# Aspect Based Sentiment Analysis Test Pipeline
- This notebook will explore the potential usage for ABSA in this project
- First it will show a complete ABSA chain without referencing the data as a proof of concept
- After, the data will be manipulated to fit in the model

In [1]:
## Load libraries
from langchain.llms.openai import OpenAI
from langchain.chains import LLMChain
from langchain.prompts import PromptTemplate
from langchain.prompts.few_shot import FewShotPromptTemplate
from langchain.chains import SequentialChain
import openai
from getpass import getpass
import os
import warnings
import pandas as pd

warnings.filterwarnings("ignore")

In [2]:
# OpenAI API Key

OPENAI_API_KEY = getpass()
os.environ["OPENAI_API_KEY"] = OPENAI_API_KEY
openai.api_key = os.getenv("OPENAI_API_KEY")
llm = OpenAI(temperature = 0.7)

### Aspect Extraction Chain

In [3]:
examples = [{
    "post": "Had so much fun at the game this weekend, so glad NSC won! The atmosphere at the stadium was amazing, although I wish the tickets and food were cheaper.",
    "aspects": "Relevant Aspects are team performance, pricing, and Geodis Park."
},
{
    "post": "Man, I wish NSC was playing better, we would be lucky to make the playoffs! Our coaching has got to be better, but at least the game was still a blast!",
    "aspects": "Relevant Aspects are team performance, coaching performance, fan attitude, and Geodis Park."
}]

In [4]:
prompt_template = '''
Post: {post}
{aspects}
'''

example_prompt = PromptTemplate(input_variables = ["post", "aspects"], template = prompt_template)
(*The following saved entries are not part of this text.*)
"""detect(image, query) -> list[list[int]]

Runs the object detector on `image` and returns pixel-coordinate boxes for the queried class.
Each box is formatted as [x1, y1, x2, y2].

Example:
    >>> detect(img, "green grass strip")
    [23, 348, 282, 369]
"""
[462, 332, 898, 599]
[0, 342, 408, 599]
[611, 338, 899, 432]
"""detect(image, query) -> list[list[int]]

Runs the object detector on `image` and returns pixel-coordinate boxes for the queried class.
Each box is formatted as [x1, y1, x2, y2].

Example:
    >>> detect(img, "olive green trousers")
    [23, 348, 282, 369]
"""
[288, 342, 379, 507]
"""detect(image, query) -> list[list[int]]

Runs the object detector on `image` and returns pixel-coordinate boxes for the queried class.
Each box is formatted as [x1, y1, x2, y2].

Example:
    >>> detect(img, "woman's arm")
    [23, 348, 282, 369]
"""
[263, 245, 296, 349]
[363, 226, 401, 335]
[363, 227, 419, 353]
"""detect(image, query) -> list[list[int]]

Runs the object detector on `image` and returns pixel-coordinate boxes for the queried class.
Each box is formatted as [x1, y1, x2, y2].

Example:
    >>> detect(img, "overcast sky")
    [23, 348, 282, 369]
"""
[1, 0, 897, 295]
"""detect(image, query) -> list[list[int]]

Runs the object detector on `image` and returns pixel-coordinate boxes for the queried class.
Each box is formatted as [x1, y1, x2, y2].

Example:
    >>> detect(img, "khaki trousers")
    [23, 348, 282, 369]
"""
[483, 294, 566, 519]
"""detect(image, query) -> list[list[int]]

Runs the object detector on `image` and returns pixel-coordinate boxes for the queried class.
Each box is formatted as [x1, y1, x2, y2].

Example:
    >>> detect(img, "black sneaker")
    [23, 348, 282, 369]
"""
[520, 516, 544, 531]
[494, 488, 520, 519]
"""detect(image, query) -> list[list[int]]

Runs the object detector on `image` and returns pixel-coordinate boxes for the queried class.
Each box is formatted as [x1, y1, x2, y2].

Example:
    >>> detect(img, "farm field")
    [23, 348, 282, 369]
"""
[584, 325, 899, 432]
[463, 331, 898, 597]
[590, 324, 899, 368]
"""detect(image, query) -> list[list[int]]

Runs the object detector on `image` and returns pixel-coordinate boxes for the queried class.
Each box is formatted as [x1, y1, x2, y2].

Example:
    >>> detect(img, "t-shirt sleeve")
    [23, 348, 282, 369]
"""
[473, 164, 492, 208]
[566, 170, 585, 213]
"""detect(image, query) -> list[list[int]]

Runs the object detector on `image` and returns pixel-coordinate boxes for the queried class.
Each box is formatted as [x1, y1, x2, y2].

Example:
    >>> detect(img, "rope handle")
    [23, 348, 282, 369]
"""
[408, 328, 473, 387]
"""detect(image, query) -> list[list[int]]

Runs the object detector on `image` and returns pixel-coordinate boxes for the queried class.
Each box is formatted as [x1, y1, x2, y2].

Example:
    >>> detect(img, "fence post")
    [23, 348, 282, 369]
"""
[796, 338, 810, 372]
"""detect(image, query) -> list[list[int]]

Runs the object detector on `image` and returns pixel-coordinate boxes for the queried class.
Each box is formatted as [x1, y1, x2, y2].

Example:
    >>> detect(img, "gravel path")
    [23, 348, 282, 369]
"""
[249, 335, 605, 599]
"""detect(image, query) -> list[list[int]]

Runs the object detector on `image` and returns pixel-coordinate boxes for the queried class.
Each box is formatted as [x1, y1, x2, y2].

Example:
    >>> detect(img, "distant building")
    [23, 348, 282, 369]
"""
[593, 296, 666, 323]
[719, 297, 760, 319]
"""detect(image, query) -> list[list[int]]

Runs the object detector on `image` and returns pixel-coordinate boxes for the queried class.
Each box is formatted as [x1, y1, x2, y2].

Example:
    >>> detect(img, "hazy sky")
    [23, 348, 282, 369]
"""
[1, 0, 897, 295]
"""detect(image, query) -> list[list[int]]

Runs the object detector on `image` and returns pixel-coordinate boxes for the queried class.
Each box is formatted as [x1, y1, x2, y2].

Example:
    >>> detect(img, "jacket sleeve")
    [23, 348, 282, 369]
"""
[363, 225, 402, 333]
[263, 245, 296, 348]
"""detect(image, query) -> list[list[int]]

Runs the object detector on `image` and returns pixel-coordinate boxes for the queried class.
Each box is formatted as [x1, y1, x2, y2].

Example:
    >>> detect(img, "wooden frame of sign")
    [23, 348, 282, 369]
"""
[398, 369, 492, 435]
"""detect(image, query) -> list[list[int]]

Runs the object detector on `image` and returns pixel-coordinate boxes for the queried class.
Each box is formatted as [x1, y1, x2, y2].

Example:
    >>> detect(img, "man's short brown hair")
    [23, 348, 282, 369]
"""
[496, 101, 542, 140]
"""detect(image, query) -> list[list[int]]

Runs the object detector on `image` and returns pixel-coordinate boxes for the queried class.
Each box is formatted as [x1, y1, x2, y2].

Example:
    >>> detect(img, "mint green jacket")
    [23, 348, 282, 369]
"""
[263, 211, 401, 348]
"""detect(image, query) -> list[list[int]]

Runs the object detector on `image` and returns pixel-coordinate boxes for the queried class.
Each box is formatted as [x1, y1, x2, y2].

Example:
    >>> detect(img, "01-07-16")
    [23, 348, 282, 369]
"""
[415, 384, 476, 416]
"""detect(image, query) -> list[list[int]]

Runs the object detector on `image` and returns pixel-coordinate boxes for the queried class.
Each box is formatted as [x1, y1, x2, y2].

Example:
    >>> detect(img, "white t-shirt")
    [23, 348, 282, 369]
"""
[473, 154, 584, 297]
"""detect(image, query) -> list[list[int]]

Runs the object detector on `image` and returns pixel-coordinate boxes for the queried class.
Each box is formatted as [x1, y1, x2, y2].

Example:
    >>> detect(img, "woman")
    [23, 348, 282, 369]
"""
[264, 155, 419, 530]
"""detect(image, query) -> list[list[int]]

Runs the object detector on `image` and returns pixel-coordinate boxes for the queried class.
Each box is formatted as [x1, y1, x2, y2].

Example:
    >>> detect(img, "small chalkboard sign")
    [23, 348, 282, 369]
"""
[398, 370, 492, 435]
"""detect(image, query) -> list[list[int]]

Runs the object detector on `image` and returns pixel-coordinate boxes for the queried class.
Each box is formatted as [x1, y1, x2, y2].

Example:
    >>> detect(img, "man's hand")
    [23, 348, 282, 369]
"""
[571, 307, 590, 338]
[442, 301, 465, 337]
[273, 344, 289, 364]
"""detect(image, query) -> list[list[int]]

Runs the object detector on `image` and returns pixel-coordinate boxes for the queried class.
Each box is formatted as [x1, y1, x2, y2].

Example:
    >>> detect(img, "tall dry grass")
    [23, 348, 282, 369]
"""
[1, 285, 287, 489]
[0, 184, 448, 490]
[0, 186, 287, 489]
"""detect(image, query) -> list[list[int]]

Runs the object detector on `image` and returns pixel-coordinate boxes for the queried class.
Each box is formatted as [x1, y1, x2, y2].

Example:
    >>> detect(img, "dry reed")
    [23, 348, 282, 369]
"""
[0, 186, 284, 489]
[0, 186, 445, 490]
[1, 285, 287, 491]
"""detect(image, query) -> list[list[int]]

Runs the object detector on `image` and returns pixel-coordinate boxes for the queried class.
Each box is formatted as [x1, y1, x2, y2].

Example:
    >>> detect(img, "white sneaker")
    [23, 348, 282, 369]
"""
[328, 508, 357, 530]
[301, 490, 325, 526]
print(example_prompt.format(**examples[0]))


Post: Had so much fun at the game this weekend, so glad NSC won! The atmosphere at the stadium was amazing, although I wish the tickets and food were cheaper.
Relevant Aspects are team performance, pricing, and Geodis Park.



In [6]:
final_prompt = FewShotPromptTemplate(
    examples = examples,
    example_prompt = example_prompt,
    suffix = "Post: {post}\n",
    input_variables = ["post"],
    prefix = "We are extracting aspects from the post made by a Nashville SC fan after a game. Nashville SC is a soccer team that plays at Geodis Park in Nashville, Tennessee. Take the post as input and extract the different aspects about the fan's opinion on team performance, stadium atmosphere, coaching, and more general aspects related to sports fandom. Then, return those aspects as a list."
)

print(final_prompt.format(post = "So happy the team won this weekend. My family had so much fun at Geodis and would love to go back for another game, we just hope the tickets are cheaper next time!"))

We are extracting aspects from the post made by a Nashville SC fan after a game. Nashville SC is a soccer team that plays at Geodis Park in Nashville, Tennessee. Take the post as input and extract the different aspects about the fan's opinion on team performance, stadium atmosphere, coaching, and more general aspects related to sports fandom. Then, return those aspects as a list.


Post: Had so much fun at the game this weekend, so glad NSC won! The atmosphere at the stadium was amazing, although I wish the tickets and food were cheaper.
Relevant Aspects are team performance, pricing, and Geodis Park.



Post: Man, I wish NSC was playing better, we would be lucky to make the playoffs! Our coaching has got to be better, but at least the game was still a blast!
Relevant Aspects are team performance, coaching performance, fan attitude, and Geodis Park.


Post: So happy the team won this weekend. My family had so much fun at Geodis and would love to go back for another game, we just hope t

In [6]:
aspect_extraction_chain = LLMChain(llm = llm, prompt = final_prompt, output_key = 'aspects')

In [7]:
output = aspect_extraction_chain.predict(post = "So happy the team won this weekend. My family had so much fun at Geodis and would love to go back for another game, we just hope the tickets are cheaper next time! The coaching was awful though.")

In [8]:
output

'Relevant Aspects are team performance, pricing, Geodis Park, and coaching performance.'

#### Initial Thoughts
- Seems to rely heavily on the examples passed in, as it is referencing only those aspects.
- This could be a product of not great prompt engineering, and maybe it just needs diverse examples so it isn't as cookie cutter.
- Also could be something with temperature of model?

### Sentiment Chain

In [9]:
prompt_template2 = '''
Given below post and the extracted aspects, tell me about the sentiment of those aspects. For example: 'positive', 'negative', 'neutral' in a format like (aspect, sentiment).
Post: {post}
Aspects: {aspects}
[(Aspect1, Sentiment of Aspect1), (Aspect2, Sentiment of Aspect2),.....]
'''

example_prompt2 = PromptTemplate(input_variables = ["post", "aspects"], template = prompt_template2)

print(example_prompt2)

input_variables=['post', 'aspects'] template="\nGiven below post and the extracted aspects, tell me about the sentiment of those aspects. For example: 'positive', 'negative', 'neutral' in a format like (aspect, sentiment).\nPost: {post}\nAspects: {aspects}\n[(Aspect1, Sentiment of Aspect1), (Aspect2, Sentiment of Aspect2),.....]\n"


In [10]:
aspect_sentiment_chain = LLMChain(llm = llm, prompt = example_prompt2, output_key = "Aspects_with_sentiment")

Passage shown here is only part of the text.